Page:Auguste Rodin - Les cathedrales de France, 1914.djvu/366

Cette page a été validée par deux contributeurs.

Au sommet, en couronne, triomphe le clocher, droit comme une futaie de hêtres rapprochés tout près les uns des autres.

Des soldats romains ? Non ! Ce sont des géants qui ont fait cela !


Le beau porche ! C’est d’abord de l’ombre douce qui s’est condensée, modelée. Rien de hâtif dans cette sculpture ; il faut du temps pour y pénétrer. Cet art ne vous cherche pas, il vous attend. Si vous consentez à venir, il vous enseignera la vérité éternelle. Il n’est pas pressé…

Les saintes se tiennent droites comme la règle ; mais la règle est le principe de la grâce : ces saintes sont gracieuses. — Et les feuillages chapitonnent, et le nimbe s’élance au ciel de la voûte. — Le Christ, terrible dans son geste, l’Ange, le taureau, le lion et l’aigle. — Les têtes sont effacées, cassées ; pourtant, je les vois ; parce qu’elles étaient dans le plan.

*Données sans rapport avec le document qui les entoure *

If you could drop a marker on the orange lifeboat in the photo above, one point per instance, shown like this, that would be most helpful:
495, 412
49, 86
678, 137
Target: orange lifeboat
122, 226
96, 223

Le plan est tout, dans l’architecture et dans la sculpture, ai-je dit : poètes, musiciens, peintres, n’est-il pas tout dans tous les arts ?

Ces figures merveilleuses n’ont de rivales qu’à Chartres et à Athènes. Quelle parfaite entente du bas-relief ! C’est l’aspect archaïque grec dans toute sa force et sa simplicité. Les effets procèdent les uns des autres et se complètent par dérivés ; nulle part le secret de la vie n’a été mieux rendu, c’est la vie même, pour plus exactement dire. Elle ne s’est pas manifestée seulement par la main des artistes ; elle poursuit après eux, depuis eux, son action sur leurs chefs-d’œuvre, et ceux-ci se sont transformés à travers les siècles, et continuent à se transformer sous l’influence du soleil, sans jamais avoir été ni pouvoir devenir inférieurs à eux-mêmes. Au contraire ! ils sont plus beaux aujourd’hui qu’ils n’ont jamais été, parce qu’en eux s’est ajoutée à la vertu du génie la vertu du Temps. L’artiste, prévoyant, a, d’ailleurs, protégé ses figures, comme d’un dais, par un avant-corps d’architecture qui leur ménage la lumière des rayons obliques. Quand ces rayons décroissent, peu à peu les figures entrent dans l’ombre du dais. Mais, quand les rayons renaissent, c’est tous les jours le miracle de la Transfiguration.

État glorieux ! Tout revient doucement, sort des fonds. Apparitions ! Et le céleste entretien des héros, des saints, recommence. Pas de noir pur.